= Free molecular flow =

Gas flow with a relatively large mean free molecular path

Free molecular flow describes the fluid dynamics of gas where the mean free path of the molecules is larger than the size of the chamber or of the object under test. For tubes/objects of the size of several cm, this means pressures well below 10^{−3} mbar. This is also called the regime of high vacuum, or even ultra-high vacuum. This is opposed to viscous flow encountered at higher pressures. The presence of free molecular flow can be calculated, at least in estimation, with the Knudsen number (Kn). If Kn > 10, the system is in free molecular flow, also known as Knudsen flow. Knudsen flow has been defined as the transitional range between viscous flow and molecular flow, which is significant in the medium vacuum range where λ ≈ d.

Gas flow can be grouped in four regimes: For Kn≤0.001, flow is continuous, and the Navier–Stokes equations are applicable, from 0.001<Kn<0.1, slip flow occurs, from 0.1≤Kn<10, transitional flow, or rarefied gas dynamics, occurs and for Kn≥10, free molecular flow occurs.

In free molecular flow, the pressure of the remaining gas can be considered as effectively zero. Thus, boiling points do not depend on the residual pressure. The flow can be considered to be individual particles moving in straight lines. Practically, the "vapor" cannot move around bends or into other spaces behind obstacles, as they simply hit the tube wall. This implies conventional pumps cannot be used, as they rely on viscous flow and fluid pressure. Instead, special sorption pumps, ion pumps and momentum transfer pumps i.e. turbomolecular pumps are used.

Free molecular flow occurs in various processes such as molecular distillation, ultra-high vacuum equipment such as particle accelerators, and naturally in outer space.

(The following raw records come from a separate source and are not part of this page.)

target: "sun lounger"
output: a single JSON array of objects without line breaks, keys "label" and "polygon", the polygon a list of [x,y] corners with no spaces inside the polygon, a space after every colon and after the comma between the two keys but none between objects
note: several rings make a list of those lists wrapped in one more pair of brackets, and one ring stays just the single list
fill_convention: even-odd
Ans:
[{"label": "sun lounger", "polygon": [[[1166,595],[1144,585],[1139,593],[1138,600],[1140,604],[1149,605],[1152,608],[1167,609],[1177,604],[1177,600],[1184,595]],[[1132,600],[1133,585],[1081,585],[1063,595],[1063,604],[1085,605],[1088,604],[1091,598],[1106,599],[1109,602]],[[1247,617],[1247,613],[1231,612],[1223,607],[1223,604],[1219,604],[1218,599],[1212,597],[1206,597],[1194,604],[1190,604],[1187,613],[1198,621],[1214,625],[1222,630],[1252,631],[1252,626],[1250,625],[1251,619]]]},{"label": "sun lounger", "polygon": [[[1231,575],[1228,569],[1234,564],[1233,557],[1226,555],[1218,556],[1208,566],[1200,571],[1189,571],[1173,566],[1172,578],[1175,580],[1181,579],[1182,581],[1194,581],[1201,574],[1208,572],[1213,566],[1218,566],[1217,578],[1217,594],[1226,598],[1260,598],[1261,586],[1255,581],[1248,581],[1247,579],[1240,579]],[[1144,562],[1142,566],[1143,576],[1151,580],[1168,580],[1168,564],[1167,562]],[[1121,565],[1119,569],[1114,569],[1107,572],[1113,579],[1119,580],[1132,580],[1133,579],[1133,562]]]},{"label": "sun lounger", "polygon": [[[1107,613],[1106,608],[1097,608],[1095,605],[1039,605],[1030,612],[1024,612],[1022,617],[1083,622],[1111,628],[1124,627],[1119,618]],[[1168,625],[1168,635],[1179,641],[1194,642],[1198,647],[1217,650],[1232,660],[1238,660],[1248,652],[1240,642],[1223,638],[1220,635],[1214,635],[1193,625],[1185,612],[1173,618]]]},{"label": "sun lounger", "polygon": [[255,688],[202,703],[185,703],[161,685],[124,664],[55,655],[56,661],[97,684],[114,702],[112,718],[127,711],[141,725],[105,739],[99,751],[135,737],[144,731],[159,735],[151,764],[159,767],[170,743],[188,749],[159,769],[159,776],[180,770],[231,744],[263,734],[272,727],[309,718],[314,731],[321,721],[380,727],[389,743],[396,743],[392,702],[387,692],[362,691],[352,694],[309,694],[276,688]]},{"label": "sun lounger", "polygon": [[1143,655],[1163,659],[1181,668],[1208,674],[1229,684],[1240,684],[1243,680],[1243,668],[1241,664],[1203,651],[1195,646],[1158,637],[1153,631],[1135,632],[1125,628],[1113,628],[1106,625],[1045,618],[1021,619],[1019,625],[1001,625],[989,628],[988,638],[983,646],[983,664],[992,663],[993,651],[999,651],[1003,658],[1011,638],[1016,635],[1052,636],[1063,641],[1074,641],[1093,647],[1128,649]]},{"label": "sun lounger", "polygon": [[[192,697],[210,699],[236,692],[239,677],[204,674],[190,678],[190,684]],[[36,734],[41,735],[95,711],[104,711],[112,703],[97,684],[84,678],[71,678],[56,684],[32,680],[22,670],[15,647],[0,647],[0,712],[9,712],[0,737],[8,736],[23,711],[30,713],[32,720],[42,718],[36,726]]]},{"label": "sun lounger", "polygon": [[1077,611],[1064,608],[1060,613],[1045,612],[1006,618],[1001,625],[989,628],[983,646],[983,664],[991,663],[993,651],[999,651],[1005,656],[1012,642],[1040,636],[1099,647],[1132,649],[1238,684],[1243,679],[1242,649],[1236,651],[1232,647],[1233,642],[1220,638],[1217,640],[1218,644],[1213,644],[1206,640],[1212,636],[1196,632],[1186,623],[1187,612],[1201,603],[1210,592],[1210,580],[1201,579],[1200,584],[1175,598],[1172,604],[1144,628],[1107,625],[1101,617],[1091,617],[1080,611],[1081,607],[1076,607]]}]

The definition of a free molecular flow depends on the distance scale under consideration. For example, in the interplanetary medium, the plasma is in a free molecular flow regime in scales less than 1 AU; thus, planets and moons are effectively under particle bombardment. However, on larger scales, fluid-like behavior is observed, because the probability of collisions between particles becomes significant.

==Knudsen flow==

Knudsen flow describes the movement of fluids with a Knudsen number near unity, that is, where the characteristic length in the flow space is of the same order of magnitude as the mean free path. Depending on the source there is a range mentioned of 0.1<Kn<10 for which Knudsen flow occurs. Other names for this flow regime are intermediate, transitional, or slip flow, since it represents a transition state between free molecular flow and viscous flow. Thus the flow of fluids under Knudsen flow conditions is established both by molecular phenomena and by the viscosity.

===Separation processes===
For a gas passing through small holes in a thin wall in the Knudsen-flow regime, the number of molecules that pass through a hole is proportional to the pressure of the gas and inversely proportional to its molecular mass. It is therefore possible to effect a partial separation of a mixture of gases if the components have different molecular masses. The technique is used to separate isotopic mixtures, such as uranium, using gaseous diffusion through porous membranes. It has also been successfully demonstrated for use in hydrogen production, as a technique for separating hydrogen from the gaseous product mixture created when water is heated at high temperatures using solar or other energy sources.